一般的には床の間と畳は平行になり、点前畳は縦敷き、出炉の炉畳は点前畳と直角とし、炉は縦に切ります。この敷き方は下座床の場合、不吉とされる床差しになってしまいますが、茶儀上は問題ありません。
窓
茶室に設けられる窓は、室内の採光・通風・温度を調整すると同時に、和らぎと空間的広がりをもたらします。窓の位置により、点前座前の風炉先窓、床中にある墨蹟窓(床窓・花明窓)、客座には躙口上の下地窓や連子窓など、さまざまな形やデザインがあります。

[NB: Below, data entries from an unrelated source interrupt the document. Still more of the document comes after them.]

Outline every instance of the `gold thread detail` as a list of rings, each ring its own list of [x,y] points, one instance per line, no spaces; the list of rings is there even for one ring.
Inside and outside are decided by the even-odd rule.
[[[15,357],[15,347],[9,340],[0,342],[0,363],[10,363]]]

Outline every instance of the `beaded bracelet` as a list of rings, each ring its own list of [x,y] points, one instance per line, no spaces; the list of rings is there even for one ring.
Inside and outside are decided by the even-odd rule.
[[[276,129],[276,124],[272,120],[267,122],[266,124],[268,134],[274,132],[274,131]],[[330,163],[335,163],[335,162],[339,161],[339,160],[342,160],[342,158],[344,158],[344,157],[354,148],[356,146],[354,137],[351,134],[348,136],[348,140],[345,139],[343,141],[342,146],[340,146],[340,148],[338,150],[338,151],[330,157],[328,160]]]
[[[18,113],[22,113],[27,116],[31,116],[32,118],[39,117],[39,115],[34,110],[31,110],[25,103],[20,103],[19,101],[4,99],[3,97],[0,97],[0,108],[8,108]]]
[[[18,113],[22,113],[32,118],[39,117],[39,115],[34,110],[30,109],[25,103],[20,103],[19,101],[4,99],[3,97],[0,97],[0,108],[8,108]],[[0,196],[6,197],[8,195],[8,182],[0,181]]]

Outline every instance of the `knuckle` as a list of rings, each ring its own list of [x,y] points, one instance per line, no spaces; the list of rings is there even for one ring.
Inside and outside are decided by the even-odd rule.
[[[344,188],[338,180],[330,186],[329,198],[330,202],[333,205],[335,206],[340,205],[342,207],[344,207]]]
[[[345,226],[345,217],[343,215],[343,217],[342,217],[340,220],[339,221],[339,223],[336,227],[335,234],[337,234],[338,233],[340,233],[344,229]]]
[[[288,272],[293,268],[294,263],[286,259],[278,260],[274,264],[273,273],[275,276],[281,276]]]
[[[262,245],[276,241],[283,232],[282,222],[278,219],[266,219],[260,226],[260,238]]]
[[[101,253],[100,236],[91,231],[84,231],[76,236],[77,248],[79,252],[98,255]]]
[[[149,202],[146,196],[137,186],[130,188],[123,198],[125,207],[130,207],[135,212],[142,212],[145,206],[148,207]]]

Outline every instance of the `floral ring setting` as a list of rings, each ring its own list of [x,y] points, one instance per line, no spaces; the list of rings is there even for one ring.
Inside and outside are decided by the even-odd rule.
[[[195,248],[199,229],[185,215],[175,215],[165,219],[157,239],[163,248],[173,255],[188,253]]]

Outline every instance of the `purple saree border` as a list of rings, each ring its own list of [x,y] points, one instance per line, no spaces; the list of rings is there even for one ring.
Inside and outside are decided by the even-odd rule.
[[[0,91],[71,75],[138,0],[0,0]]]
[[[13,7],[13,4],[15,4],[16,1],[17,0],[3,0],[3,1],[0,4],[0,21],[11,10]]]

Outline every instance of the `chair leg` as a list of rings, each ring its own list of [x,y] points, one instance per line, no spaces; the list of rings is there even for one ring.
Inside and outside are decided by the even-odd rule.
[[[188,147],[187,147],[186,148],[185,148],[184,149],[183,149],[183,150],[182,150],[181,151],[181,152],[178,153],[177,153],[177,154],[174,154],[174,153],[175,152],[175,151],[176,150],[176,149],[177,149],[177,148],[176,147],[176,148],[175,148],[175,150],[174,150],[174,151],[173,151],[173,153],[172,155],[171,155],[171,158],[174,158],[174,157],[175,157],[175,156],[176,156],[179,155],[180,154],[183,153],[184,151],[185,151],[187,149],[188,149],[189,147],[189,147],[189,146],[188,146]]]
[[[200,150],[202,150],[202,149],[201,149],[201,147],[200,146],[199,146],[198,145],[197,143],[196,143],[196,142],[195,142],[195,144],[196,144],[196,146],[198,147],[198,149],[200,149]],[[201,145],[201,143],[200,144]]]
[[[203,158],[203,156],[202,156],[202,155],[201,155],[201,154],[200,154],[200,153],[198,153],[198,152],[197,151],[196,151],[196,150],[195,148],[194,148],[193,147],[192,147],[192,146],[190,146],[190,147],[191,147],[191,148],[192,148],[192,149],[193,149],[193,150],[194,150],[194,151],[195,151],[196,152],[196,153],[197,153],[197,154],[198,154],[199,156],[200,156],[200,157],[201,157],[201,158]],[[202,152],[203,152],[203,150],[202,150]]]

また、掛込天井に突上窓を設ける場合には、雨水の処理などに注意が必要です。
◎下地窓
土壁の土が落ちたように、素朴に下地の木舞を見せた窓。別名「塗り残し窓」ともいいます。木舞に藤蔓や葛を、外側では縦、内側は横に巻き付けます。
◎連子窓
敷居・鴨居・連子子で構成される窓です。草庵茶室では躙口とセットで設けられる構成が多く見られます。
◎色紙窓
上下2段の窓で、上下の中心がずれて配置されます。点前座勝手付に設けられます。
天井・内壁
天井は室内の雰囲気を大きく左右します。真=平天井、行=掛込天井、草=落ち天井の三段階に分け、座の違いを表現します。例えば、点前座を一段低い落ち天井として、客座は格子天井や平天井に、躙口は掛込天井とします。
茶室の壁は黄土色で、通常聚楽土または聚楽色土物砂土で仕上げます。小舞に荒壁を塗り、柱・天井まわりに暖簾打ち、髭子打ちを行い、中塗りで塵まわりを仕上げ、上塗りするのが本来の土壁です。
茶室の内壁の腰部分は、壁や衣服の傷みや汚れを防ぐため、腰貼りをします。客座は湊紙、点前座側は奉書などに用いられる反古紙や鳥の子紙を使うこともあります。